Ed Miliband will promise to ban unpaid internships if he becomes the next prime minister.
In a bid to woo young voters in a speech today, the Labour leader will say companies will be banned from offering unpaid work experience for more than four weeks under a Labour government.
Miliband will say lengthy unpaid internships put "careers in highly prized jobs - in the arts, media, fashion, finance and law - out of reach for huge numbers of highly able young people".
The proposed ban has previously been backed by some of the UK's biggest businesses including accountancy giants KPMG and Pricewaterhouse Coopers, and insurance firm Axa.

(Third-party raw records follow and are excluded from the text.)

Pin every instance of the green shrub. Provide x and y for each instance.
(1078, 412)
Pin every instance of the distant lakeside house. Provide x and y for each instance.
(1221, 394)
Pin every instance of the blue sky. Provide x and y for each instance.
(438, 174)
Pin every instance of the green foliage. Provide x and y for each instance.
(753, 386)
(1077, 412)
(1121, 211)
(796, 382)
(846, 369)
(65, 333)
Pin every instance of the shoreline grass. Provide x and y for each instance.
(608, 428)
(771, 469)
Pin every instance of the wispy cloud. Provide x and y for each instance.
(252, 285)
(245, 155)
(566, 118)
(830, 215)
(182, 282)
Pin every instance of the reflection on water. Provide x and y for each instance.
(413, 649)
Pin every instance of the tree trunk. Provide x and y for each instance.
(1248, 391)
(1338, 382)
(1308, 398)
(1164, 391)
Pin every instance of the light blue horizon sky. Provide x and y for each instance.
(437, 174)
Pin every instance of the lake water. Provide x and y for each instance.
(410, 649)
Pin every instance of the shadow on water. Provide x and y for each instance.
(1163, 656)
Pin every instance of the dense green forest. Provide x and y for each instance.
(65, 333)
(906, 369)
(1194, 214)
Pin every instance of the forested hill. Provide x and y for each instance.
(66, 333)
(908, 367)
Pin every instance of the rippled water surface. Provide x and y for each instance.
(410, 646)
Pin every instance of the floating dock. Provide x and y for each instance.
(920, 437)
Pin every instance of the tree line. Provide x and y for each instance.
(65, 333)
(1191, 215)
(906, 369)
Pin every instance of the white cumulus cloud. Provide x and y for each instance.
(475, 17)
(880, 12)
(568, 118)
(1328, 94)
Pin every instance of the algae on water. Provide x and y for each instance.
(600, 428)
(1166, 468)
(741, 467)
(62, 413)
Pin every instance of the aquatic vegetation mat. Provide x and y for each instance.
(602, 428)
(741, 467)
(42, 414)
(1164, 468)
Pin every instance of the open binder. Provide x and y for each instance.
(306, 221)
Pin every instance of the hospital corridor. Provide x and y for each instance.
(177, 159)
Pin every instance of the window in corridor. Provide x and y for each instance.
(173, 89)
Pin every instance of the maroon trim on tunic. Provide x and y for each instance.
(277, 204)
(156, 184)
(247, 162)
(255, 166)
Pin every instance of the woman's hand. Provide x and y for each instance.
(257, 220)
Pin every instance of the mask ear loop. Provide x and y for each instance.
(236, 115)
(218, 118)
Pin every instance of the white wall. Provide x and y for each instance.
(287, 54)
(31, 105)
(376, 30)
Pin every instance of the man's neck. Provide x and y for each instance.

In February, managing director of Pimlico Plumbers said companies expecting interns to work without pay was "without doubt exploitation of workers, many of whom are young and inexperienced".
Labour are not the only party to have shown support for a ban on unpaid internships which last longer than four weeks. A Ten Minute Rule Motion proposing the ban, raised by Tory MP Alec Shelbrooke, was passed in the House of Commons last year by 181 votes to 19.
Meanwhile London Mayor Boris Johnson has also encouraged businesses employing interns to pay the minimum wage and London Living Wage where possible. A spokesman said he was "open to exploring the role of internships", however he did not come out in support of a ban.
According to the Sutton Trust, there are 21,000 people working as unpaid interns in the UK at any one time.